Memeriksa alamatnya kembali dan menatap rumah di depannya. Sudah cocok, berarti ini adalah rumah sepupunya yang telah lama menghilang, Herlena.
"Benfa?"
Perempuan yang masih memakai jas dokter itu melambaikan tangannya disertai senyum ramahnya, berjalan santai mendekati Arfan yang berdiri di ambang pintu.
Setelah meninggalkan rumah Ameera, Benfa langsung menuju kemari bermodalkan alamat yang Ayahnya berikan padanya. Katanya, biar Benfa yang berusaha mendekati Herlena, membantunya.
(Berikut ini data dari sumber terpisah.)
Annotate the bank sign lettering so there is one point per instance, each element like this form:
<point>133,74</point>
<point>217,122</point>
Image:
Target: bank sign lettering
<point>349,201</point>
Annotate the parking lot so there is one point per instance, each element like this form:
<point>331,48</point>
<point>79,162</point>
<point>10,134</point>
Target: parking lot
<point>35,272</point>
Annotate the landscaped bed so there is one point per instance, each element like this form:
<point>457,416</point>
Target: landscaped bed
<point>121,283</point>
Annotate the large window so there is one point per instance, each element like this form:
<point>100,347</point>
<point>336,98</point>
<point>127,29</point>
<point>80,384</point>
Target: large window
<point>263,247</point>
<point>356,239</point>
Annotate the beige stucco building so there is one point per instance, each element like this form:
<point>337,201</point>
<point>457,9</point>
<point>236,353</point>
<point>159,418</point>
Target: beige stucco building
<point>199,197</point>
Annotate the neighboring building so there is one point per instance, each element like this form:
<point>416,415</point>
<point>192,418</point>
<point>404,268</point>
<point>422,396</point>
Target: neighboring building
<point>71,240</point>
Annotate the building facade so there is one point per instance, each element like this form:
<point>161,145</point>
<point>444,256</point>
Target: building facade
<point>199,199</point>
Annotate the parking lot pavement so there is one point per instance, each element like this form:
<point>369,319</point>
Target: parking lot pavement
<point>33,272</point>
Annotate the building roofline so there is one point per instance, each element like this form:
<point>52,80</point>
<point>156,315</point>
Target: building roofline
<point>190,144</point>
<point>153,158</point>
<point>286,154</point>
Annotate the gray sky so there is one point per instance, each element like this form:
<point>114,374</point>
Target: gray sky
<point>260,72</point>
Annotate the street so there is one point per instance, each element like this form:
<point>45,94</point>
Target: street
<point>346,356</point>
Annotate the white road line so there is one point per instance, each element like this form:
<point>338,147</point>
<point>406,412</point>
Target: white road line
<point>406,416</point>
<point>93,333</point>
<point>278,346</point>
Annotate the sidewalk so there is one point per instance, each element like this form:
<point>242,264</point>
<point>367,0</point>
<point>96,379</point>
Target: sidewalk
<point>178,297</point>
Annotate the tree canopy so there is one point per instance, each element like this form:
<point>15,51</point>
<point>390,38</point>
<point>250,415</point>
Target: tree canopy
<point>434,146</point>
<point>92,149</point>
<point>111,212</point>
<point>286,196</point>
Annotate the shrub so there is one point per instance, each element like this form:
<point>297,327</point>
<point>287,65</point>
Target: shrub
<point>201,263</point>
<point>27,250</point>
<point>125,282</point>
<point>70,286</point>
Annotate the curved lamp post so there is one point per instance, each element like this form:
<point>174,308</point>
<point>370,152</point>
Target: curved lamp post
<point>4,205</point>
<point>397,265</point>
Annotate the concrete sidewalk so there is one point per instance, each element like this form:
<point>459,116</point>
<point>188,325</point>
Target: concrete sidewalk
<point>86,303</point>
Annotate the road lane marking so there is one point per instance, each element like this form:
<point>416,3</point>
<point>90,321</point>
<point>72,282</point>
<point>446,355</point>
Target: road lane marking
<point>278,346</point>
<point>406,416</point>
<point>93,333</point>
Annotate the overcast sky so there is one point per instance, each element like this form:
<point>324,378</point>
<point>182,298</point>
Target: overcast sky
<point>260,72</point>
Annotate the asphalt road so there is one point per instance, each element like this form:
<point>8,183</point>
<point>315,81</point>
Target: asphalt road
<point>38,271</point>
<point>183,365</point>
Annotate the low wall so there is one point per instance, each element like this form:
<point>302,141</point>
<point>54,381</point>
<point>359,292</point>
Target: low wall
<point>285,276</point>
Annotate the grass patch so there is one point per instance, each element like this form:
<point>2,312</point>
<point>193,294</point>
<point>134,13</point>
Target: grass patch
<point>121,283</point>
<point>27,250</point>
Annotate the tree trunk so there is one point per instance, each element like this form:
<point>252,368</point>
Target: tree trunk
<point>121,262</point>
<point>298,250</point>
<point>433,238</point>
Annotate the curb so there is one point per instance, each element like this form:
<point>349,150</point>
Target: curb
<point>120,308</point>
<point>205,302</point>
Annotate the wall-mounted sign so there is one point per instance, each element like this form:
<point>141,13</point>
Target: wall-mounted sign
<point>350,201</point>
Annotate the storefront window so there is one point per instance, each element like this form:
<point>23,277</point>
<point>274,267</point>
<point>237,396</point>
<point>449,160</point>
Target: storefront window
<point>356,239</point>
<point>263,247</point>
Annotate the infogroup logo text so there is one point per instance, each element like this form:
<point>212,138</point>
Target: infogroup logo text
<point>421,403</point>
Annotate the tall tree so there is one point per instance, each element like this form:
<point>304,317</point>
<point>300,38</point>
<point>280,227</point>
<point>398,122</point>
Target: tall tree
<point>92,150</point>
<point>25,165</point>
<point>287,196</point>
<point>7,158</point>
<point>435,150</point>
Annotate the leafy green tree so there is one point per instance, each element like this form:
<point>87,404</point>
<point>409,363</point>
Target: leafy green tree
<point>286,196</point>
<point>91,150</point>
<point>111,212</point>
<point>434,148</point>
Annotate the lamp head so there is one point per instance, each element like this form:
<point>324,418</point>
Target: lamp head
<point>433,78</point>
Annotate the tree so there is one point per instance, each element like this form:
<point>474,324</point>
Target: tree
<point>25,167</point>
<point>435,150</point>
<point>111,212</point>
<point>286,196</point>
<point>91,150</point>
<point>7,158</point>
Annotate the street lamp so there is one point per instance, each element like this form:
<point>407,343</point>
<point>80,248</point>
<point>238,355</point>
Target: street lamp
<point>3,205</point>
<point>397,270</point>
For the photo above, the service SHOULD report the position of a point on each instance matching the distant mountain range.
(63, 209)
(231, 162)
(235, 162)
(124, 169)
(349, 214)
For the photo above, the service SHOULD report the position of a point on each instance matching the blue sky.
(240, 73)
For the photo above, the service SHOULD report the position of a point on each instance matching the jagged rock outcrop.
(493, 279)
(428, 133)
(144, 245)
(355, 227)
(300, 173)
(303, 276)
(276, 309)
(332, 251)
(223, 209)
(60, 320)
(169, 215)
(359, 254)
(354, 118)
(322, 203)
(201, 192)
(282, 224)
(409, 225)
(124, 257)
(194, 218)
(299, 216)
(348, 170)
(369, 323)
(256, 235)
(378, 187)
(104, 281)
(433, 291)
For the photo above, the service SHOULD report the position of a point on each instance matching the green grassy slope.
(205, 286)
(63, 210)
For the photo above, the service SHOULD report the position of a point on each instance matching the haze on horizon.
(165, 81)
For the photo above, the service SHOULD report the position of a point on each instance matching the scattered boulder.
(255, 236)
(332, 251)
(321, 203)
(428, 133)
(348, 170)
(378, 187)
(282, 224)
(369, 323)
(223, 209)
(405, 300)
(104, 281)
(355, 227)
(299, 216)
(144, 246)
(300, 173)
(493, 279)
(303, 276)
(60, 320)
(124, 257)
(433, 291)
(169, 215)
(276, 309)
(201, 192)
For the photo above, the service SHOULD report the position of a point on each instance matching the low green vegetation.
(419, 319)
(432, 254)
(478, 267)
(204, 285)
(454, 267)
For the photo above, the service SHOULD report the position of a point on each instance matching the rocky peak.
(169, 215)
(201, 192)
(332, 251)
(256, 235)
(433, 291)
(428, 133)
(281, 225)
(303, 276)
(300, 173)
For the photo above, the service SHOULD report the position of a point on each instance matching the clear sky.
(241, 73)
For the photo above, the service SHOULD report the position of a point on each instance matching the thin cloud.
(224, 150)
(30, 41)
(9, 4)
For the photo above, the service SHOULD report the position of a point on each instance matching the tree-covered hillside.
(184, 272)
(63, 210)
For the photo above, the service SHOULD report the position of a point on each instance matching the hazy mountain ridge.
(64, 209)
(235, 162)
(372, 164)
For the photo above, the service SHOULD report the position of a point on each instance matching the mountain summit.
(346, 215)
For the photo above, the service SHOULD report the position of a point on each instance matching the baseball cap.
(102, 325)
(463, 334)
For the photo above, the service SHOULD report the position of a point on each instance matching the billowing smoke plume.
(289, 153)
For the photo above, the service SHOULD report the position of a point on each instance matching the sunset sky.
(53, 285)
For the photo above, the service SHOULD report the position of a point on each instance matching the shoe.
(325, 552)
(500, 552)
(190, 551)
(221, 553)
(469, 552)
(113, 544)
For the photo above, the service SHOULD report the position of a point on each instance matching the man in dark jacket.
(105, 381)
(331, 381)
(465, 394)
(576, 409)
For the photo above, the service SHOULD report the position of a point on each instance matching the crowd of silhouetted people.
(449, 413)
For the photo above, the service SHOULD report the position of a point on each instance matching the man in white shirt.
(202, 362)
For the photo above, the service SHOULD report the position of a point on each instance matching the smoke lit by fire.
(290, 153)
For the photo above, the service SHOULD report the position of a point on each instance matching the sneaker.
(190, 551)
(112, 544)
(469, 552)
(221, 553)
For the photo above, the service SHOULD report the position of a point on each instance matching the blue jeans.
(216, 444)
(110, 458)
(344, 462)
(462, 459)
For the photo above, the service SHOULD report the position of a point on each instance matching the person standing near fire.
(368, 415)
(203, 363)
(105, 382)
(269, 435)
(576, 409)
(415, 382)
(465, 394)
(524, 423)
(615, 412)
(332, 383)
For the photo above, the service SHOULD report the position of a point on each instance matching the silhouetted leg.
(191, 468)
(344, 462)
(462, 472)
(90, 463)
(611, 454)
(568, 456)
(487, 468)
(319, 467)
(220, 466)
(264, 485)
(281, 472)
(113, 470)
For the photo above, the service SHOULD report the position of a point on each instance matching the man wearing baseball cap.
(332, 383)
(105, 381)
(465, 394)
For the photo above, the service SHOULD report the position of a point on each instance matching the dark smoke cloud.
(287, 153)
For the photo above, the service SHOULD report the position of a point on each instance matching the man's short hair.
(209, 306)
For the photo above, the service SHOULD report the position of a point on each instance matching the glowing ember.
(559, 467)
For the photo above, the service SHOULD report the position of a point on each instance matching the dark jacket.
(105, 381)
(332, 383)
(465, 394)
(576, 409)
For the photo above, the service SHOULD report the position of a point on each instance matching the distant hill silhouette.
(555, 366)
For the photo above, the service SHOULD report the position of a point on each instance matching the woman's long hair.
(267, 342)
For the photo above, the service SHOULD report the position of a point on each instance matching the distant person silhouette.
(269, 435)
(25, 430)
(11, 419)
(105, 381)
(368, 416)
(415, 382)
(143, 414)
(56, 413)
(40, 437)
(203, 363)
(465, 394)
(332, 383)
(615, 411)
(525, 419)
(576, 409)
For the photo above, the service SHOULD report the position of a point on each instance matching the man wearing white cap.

"Ada apa kemari? Kamu diminta Ameera kemari?"
Benfa tertegun, ternyata Ameera benar-benar sudah dibenci oleh Arfan, sedalam ini.
"Aku sudah berhenti menjadi dokter pribadi keluargamu karena ayahku memintaku, dia kecewa dengan mereka karana menyembunyikan fakta kalau ternyata Herlena masih ada disuatu tempat."
Ia membuka pintu lebar-lebar dan mempersilahkan sepupunya masuk kedalam.
"Aku belum terlalu percaya, kamu sudah terlalu lama dekat dengan mereka bisa saja ini siasatmu untuk menjatuhkan adikku atas perintah Suami Ameera, aku sangat yakin Detan sedang merasa harga dirinya dijatuhkan di keramaian."
Bukannya menanggapi, Benfa malah memperhatikan rumah milik Herlena.
"Adikku tidak suka dipanggil dengan nama yang keluarga itu berikan, namanya adalah Qeila Purnamasari, sikapnya kadang menjengkelkan jadi aku harap kamu memaklumi. Ingatannya menghilang, jadi perkenalkan dirimu sebagimana semestinya."
"Sebagaimana semestinya itu seperti apa?"
"Katakan saja kamu adalah sepupunya, Qei juga sudah bertemu dengan Om Bian. Kuharap kamu tidak membuat keadaannya semakin buruk. Sejak pulang dari pertemuan tadi, Qei hanya melamun tadi, aku hanya mengompres bekas tamparan si Detan itu."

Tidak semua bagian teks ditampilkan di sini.